Location has always been a central tenet of real estate strategy. Yet, changes driven by economic, social, demographic and technology shifts are rapidly transforming what “location” really means to businesses.
In the latest issue of Knowledge Leader, we share several outdated assumptions about location strategy that persist today despite these changes. These include:
- Cheaper labor and real estate are the most important drivers of location decisions
- When a company moves, its workforce will follow
- Locate where the executives live, and the workforce will commute
In today’s environment, more employees are resistant to relocation and this can present significant costs to companies. For example, there is usually a several-year payback to replace employees once severance and recruitment costs are factored in.

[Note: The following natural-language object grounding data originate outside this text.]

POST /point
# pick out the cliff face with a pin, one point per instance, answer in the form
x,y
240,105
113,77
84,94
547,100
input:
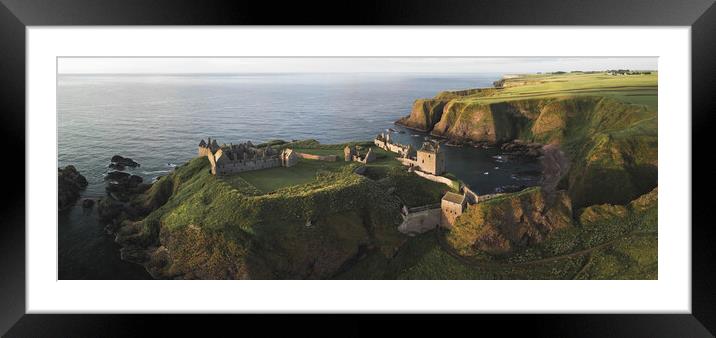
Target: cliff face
x,y
69,184
517,220
425,114
206,229
611,145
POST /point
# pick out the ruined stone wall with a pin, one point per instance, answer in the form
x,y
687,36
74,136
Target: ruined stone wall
x,y
212,160
440,179
419,222
327,158
448,213
432,163
472,197
392,147
203,151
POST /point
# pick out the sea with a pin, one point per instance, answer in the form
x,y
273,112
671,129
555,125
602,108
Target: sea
x,y
159,119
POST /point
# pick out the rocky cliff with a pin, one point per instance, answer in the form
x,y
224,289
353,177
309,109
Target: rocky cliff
x,y
517,220
611,144
69,184
200,227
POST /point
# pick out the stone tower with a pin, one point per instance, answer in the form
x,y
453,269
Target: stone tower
x,y
431,158
348,153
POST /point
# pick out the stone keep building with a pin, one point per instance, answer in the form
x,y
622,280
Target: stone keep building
x,y
351,154
431,159
383,141
236,158
451,206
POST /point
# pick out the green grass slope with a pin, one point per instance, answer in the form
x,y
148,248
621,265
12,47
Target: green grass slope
x,y
210,229
606,124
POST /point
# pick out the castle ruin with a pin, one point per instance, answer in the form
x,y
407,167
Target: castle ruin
x,y
236,158
350,153
430,158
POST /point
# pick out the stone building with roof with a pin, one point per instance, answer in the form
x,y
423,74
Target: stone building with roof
x,y
431,158
451,206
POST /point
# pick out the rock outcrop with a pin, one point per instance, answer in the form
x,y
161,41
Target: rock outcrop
x,y
69,184
610,146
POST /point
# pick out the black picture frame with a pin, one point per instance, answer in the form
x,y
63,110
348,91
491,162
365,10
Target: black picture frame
x,y
16,15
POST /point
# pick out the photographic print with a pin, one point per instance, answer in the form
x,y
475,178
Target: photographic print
x,y
357,168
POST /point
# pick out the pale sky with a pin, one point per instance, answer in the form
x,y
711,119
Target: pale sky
x,y
349,65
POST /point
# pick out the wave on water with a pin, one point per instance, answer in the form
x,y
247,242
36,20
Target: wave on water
x,y
155,172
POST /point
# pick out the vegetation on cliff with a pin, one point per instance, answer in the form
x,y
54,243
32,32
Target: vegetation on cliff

And when it comes to finding the elusive high-quality, lower-cost locations, many companies discover that they do exist—but are far away from major coastal metropolitan centers that often present other benefits.
While types of location decisions vary greatly, there is value in understanding the characteristics of the most common types of location initiatives today:
- Pick Up and Go: A large component of a company moves to a new area, along with its employees
- Consolidate to Beachhead: Multiple locations are consolidated into one location where some corporate facilities are already present, employing a mix of current and new personnel.
- New Horizons: A start-up, new division or existing function is moved to a new area, hiring mostly new employees.
Each of these situations requires a careful examination of options and potential hidden costs. Whether your company is looking to pick up and go, consolidate or head for new horizons it can pay to ensure you are factoring in the right assumptions to your corporate location strategy.